3 Het zijn meestal vrouwen die bij de politie aangifte doen van seksueel misbruik (zie het artikel van Nierop en Van den Eshof eerder in dit nummer, in het bijzonder de voetnoot op p. 149). Volwassenen die herinneringen aan ritueel misbruik ‘hervinden’ zijn eveneens in meerderheid vrouwen en vrouwen domineren tevens de subcultuur van satanic ritual abuse: moeders gelóven hun kinderen en het is daarom een vrouwenrol om ouder van een slachtoffertje van ritueel misbruik te zijn, aldus Showalter. Ook alien abduction is overwegend een vrouwenzaak: de meeste ontvoerden zijn vrouw; de meeste aliens zijn mannen. Showalter beschrijft een cartoon uit de New Yorker (die ik helaas niet in de archieven van dat tijdschrift heb kunnen vinden): een hooghartige matrone neemt een boeket aan van haar buitenaardse bezoeker, maar is daar niet onverdeeld gelukkig mee: ‘Ik had begrepen dat er bizarre seksuele experimenten zouden gaan plaatsvinden.’ (p. 195)
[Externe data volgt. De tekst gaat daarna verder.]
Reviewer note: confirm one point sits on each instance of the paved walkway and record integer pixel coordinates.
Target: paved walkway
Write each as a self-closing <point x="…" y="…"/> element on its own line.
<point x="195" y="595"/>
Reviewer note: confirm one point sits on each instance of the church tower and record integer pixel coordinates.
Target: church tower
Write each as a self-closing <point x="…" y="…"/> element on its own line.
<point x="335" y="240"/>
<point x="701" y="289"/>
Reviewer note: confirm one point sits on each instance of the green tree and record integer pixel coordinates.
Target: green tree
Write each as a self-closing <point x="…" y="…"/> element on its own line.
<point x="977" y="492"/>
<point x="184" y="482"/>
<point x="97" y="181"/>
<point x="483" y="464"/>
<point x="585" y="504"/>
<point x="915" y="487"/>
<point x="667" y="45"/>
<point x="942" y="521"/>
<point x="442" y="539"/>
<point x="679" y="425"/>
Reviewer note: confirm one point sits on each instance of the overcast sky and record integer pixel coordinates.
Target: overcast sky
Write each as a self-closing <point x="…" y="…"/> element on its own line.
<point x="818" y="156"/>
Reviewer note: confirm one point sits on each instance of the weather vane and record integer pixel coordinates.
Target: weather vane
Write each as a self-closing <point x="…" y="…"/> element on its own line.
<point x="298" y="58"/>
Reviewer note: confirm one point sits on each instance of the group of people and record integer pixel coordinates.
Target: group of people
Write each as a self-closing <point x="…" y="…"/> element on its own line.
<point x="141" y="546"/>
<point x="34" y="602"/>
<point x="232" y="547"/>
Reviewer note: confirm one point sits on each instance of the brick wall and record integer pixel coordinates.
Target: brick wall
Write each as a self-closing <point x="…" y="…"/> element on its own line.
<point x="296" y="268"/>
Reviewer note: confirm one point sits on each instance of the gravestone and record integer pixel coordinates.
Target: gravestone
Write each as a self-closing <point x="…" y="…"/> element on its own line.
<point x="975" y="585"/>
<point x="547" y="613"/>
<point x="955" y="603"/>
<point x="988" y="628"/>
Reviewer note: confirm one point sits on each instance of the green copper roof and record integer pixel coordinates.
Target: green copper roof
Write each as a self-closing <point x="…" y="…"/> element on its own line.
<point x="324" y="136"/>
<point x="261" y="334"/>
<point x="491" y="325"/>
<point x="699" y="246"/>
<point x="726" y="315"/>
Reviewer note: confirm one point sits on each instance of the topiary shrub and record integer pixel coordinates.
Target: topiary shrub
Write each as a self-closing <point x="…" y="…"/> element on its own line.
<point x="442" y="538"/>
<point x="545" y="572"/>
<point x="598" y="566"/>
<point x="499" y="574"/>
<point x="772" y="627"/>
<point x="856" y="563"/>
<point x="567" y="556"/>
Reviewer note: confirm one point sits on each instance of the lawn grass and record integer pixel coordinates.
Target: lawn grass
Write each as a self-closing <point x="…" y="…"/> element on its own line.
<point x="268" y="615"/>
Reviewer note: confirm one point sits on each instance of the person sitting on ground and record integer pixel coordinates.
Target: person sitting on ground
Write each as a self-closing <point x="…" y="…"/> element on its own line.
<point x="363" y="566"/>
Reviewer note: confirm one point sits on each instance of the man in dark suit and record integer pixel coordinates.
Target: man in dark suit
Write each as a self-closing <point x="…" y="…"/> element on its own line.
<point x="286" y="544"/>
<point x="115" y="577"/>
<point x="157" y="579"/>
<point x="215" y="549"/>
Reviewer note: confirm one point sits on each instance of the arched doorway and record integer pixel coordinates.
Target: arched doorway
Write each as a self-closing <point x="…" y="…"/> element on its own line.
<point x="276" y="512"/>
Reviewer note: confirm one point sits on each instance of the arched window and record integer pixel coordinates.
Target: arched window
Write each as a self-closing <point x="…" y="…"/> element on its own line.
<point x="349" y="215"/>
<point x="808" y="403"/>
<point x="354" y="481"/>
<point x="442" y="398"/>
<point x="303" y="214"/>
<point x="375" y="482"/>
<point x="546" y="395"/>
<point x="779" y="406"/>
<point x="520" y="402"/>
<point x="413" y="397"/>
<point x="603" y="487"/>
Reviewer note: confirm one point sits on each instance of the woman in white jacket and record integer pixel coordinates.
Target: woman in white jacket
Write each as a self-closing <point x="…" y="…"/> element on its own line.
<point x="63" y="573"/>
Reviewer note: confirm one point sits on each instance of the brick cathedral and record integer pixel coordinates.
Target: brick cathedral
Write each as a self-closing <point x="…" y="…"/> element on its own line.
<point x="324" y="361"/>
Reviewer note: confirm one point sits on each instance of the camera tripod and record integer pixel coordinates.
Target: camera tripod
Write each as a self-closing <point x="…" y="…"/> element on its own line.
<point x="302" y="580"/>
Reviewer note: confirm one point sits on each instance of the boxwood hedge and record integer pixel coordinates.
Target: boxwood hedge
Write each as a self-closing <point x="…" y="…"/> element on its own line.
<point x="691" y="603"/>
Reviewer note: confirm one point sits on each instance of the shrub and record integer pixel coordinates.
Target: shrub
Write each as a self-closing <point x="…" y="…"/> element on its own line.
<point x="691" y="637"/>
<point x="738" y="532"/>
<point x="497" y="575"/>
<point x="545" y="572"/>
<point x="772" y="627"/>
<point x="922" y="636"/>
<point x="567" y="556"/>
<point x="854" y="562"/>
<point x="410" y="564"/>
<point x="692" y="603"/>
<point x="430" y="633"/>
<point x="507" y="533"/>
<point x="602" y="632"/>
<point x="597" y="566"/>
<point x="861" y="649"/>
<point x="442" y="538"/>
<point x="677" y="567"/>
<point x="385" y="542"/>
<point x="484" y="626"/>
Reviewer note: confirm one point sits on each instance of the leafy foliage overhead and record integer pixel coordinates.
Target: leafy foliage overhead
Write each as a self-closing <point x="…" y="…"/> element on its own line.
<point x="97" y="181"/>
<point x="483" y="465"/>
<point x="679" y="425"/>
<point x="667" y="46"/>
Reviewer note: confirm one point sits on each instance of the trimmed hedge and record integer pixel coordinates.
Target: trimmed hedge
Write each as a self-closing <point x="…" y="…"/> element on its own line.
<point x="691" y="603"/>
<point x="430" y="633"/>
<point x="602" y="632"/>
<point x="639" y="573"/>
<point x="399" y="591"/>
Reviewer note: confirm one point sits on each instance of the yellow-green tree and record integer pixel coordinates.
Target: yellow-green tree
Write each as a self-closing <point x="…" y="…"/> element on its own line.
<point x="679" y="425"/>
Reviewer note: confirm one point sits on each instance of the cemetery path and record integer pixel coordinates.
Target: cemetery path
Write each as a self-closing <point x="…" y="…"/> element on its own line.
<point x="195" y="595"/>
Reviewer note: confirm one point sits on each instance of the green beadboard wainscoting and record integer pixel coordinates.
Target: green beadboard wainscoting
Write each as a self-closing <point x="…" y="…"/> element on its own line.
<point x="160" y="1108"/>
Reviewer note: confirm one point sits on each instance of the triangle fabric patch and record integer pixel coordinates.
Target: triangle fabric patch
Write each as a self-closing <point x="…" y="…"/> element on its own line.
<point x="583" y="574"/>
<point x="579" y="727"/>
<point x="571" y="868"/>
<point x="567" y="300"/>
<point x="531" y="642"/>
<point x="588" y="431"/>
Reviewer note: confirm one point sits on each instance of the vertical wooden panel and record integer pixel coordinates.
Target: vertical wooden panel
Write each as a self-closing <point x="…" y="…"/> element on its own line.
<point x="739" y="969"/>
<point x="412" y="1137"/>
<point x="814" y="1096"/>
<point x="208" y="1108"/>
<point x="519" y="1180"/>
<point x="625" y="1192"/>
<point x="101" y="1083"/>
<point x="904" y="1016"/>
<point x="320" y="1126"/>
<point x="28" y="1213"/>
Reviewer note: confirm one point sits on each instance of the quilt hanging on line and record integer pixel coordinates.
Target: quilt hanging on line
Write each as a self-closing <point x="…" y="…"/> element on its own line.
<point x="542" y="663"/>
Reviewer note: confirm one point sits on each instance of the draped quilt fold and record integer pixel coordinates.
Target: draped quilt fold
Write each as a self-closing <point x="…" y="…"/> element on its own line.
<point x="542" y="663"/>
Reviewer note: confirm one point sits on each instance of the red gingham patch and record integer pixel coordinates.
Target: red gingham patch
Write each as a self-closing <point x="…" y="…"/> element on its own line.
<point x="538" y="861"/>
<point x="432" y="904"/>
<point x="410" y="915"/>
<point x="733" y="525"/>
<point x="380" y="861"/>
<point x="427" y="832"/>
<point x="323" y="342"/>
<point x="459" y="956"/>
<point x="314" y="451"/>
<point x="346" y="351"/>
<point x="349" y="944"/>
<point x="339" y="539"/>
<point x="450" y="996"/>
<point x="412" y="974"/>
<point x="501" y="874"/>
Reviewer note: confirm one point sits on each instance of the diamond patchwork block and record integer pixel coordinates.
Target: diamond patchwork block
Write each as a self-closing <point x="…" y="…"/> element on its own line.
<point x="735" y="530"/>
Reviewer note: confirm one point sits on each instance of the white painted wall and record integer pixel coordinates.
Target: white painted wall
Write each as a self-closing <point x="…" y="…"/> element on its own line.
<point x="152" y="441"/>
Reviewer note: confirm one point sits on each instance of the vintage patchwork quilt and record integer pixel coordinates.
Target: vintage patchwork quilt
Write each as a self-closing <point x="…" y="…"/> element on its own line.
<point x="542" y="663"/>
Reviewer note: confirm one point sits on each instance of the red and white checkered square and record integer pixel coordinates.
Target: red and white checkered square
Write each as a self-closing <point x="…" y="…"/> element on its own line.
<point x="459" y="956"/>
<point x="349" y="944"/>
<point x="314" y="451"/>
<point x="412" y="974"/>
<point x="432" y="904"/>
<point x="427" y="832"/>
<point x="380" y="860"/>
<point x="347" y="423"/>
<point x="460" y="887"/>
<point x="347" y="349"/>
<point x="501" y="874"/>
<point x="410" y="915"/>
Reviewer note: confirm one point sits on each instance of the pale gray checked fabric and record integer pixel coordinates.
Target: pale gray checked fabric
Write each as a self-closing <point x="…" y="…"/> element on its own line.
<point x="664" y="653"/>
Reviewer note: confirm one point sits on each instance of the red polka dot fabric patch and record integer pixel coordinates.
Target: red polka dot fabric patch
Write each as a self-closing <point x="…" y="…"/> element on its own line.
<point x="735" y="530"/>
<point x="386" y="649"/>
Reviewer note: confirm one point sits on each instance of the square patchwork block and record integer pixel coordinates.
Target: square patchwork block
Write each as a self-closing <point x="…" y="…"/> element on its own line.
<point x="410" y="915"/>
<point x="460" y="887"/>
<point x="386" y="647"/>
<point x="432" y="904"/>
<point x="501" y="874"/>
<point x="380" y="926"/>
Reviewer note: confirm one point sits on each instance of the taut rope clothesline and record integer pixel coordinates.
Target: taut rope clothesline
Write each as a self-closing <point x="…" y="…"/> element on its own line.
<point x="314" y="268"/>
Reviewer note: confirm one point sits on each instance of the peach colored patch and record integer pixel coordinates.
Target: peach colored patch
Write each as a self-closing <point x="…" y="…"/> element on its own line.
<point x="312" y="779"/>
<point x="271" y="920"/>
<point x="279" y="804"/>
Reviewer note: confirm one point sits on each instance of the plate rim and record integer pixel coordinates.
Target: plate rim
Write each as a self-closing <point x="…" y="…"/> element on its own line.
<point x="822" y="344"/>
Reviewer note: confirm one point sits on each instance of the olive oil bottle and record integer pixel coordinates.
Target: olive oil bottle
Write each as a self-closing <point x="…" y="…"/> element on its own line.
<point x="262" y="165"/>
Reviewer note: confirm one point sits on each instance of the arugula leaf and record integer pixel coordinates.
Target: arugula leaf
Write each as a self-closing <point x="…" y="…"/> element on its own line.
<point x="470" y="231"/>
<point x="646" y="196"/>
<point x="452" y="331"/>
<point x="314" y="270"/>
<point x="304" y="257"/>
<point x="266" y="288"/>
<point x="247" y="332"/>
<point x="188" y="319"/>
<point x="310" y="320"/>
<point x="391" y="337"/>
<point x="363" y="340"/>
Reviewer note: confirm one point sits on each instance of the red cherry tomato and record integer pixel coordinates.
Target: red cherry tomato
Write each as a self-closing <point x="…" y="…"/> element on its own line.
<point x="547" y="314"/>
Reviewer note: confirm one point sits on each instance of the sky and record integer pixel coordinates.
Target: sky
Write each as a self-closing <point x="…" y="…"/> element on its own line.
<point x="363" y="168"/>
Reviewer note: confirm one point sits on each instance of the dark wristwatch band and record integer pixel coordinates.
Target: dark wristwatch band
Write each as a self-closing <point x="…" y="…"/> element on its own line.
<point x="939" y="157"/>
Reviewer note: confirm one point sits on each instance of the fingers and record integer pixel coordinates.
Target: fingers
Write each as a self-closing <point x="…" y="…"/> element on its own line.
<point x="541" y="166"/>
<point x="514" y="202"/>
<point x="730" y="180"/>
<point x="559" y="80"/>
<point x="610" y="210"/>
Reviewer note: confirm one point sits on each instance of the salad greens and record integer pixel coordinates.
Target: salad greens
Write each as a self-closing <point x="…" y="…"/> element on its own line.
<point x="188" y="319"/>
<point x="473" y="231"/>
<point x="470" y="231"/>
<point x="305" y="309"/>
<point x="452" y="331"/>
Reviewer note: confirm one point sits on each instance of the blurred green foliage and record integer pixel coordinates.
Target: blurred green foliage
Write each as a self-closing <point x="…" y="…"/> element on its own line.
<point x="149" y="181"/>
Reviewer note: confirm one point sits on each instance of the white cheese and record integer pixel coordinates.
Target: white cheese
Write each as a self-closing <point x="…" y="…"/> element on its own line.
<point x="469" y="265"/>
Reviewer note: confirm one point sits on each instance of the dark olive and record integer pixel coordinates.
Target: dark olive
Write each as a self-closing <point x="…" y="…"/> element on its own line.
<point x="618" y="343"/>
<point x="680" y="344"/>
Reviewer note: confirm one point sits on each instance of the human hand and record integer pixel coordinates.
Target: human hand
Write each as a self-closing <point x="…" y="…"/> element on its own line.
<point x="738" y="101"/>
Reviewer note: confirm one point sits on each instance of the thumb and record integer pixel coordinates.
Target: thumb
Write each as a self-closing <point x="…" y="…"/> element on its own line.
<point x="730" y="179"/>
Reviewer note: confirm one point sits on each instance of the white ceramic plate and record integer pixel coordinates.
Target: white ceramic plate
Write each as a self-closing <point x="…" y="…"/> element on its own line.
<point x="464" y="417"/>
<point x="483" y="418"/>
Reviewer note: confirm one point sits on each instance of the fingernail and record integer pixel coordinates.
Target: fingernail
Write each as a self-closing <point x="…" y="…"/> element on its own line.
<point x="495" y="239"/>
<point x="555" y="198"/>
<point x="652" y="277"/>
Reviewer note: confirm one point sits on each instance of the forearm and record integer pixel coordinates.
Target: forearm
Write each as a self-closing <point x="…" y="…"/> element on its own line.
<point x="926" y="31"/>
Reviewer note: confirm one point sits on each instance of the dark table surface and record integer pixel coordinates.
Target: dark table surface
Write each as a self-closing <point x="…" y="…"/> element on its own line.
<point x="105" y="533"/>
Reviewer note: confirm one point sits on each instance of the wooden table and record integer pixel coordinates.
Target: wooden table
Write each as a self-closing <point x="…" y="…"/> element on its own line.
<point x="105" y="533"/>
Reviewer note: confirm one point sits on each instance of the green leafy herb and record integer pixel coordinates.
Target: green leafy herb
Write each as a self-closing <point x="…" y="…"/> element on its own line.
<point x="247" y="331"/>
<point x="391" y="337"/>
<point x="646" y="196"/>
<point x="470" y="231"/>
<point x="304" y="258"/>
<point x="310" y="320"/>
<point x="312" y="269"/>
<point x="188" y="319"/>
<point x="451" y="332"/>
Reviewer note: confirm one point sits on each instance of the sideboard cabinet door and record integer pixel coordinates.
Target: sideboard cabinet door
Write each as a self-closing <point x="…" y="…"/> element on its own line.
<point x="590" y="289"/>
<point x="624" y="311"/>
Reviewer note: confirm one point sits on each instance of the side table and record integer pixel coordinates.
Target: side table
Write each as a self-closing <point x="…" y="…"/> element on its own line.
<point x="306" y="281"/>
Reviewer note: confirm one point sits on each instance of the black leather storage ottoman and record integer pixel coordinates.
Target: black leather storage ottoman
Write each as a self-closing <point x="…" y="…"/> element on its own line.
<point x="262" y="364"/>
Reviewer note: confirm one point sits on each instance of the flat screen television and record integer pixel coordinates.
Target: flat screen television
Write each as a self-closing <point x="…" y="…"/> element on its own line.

4 Ik doel hier op wat Marx (al evenmin psycholoog, psychiater of psychotherapeut) de misvatting van ‘het abstracte individu’ heeft genoemd en op wat Paul Verhaeghe in ‘Het einde van de psychotherapie’ aanduidt met ‘decontextualisering’. Dit begrip is in de discussie over en de samenvattingen van zijn boek in de TvP-nummers 5/2009, 6/2009 en 1/2010 uit en te na besproken en hoeft hier hopelijk niet te worden toegelicht.